Taboo’s gunpowder plot: can you really make explosives from manure?

In the latest episode of the BBC‘s Taboo, the enigmatic, masterful James Delaney (played by Tom Hardy) needs to get his hands on some gunpowder…and because he’s the enigmatic, masterful James Delaney (played by Tom Hardy), he promptly enlists scientist Dr George Cholmondeley (Tom Hollander) to make him some gunpowder.

The first step to producing the explosive substance, it transpires, is to find a substance called saltpetre.

Firstly, after paying a brief visit to Delaney’s farm, Cholmondeley lick-tests the manure of cows and chickens and offers the following advice:

“If you mix the pigeon s— and the chichen s— at a ratio of around 60:40 in favour of the pigeon…I’d have to do tests. And then if you burnt that stack of wood today, you could soak the ash in 50 gallons of human piss and leave it for a year and then, my friend, you would indeed have gunpowder.”

 

After Delaney expresses impatience with this plan, the pair agree to speed the process up by acquiring some saltpetre from the the warehouses of Delaney’s old enemy the East India Company.

But just what is Cholmondeley talking about? And would the grim-sounding process outlined above really help make gunpowder?

What is saltpetre? Do I need chickens?

Saltpetre or saltpeter, another name for  potassium nitrate and a key component of gunpowder, is a chemical that can be produced naturally under certain rare conditions.

According to the website Today I Found Out, which has a helpful section on popular uses of urine, bat caves (real ones, rather than swanky Bruce Wayne hideouts) could sometimes be sources of saltpetre, thanks to the combination of a build up of bat poo and rock minerals.

In the absence of a handy bat cave, however, Cholmondeley’s method, time consuming as it sounds, would in fact be highly effective.

 

Give or take a few details, the method outlined on Survival Manual is very similar to an authentic nineteenth century recipe, detailed in an 1862 publication titled Instructions for the Manufacture of Saltpetre, written by an American named Joseph LeConte.

LeConte advises:

“To make the bed, a floor is prepared of clay, well rammed, so as to be impervious to water. An intimate mixture is then made of rotted manure, old mortar coarsely ground, or wood ashes (leached ashes will do), together with leaves, straw, small twigs, branches, &c. To give porosity to the mass, and a considerable quantity of common earth, if this has not been sufficiently added in the original manure-heap.

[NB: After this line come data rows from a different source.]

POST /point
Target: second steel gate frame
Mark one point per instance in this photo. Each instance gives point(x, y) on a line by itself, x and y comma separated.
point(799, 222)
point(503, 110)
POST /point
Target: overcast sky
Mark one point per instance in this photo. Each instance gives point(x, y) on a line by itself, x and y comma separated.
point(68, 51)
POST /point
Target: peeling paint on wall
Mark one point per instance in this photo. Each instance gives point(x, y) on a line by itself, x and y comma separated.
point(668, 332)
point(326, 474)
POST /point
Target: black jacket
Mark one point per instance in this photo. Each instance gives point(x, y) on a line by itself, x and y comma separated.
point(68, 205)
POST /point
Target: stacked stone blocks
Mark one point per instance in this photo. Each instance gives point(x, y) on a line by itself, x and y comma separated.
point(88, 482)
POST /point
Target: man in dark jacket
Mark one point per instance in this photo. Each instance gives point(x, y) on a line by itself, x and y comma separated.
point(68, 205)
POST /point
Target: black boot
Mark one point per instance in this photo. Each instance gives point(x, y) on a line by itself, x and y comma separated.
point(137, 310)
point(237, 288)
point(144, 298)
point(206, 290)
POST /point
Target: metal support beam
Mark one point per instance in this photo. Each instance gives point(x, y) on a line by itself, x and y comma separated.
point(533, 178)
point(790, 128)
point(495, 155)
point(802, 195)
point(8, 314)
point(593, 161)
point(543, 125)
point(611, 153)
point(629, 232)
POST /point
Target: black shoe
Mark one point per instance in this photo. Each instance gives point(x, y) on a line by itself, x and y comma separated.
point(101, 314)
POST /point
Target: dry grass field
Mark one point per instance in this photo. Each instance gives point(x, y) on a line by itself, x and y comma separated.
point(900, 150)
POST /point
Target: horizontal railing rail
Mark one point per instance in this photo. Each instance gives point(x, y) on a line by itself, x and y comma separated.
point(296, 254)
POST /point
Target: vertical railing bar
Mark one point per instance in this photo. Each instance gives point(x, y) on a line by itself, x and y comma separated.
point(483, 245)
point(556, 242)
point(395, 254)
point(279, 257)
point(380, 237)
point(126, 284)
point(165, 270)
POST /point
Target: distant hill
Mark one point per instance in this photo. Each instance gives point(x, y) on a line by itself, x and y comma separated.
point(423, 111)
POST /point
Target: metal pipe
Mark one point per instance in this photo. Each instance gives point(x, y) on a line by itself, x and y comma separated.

The mixture is thrown somewhat lightly on the clay floor, so as to form a porous heap four or five feet high, six or seven wide, and fifteen feet long. The whole is then covered by a rough shed to protect from weather, and perhaps protected on the sides in some degree from winds. The heap is watered every week with the richest kinds of liquid manure, such as urine, dung-water, water of privies, cess-pools, drains, &c.”

But would it have to be human urine?

In contrast to what Taboo suggests, it seems that animal urine would also be effective: some traditional methods involved setting up the saltpetre bed under a barn, to ensure that waste water produced by cows would trickle directly through.

I’ve got some saltpetre! How do I turn it into gunpowder? And what makes gunpowder explosive?

We asked a chemist how to make gunpowder with saltpetre and he promptly replied with the following:”C + S + 4KNO3 > CO2 + SO2  + 4KNO2″.

In response to a request for some sort of clarification – “words, not just letters and numbers!” – he explained that the chemical formula above shows what happens when you mix potassium nitrate (saltpetre) with solid carbon (charcoal) and sulphur. Once the reaction has been started, it will generate heat, causing the potassium nitrate to release oxygen, which then burns the sulphur and carbon (provided by the charcoal).

The crucial explosive quality comes in because of the fact that, while solid carbon and charcoal take up comparatively little space, their gaseous forms take up much more space: “so within less than a second something that was happy taking up about 0.05 of a litre now wants to occupy a space 2000 times bigger”.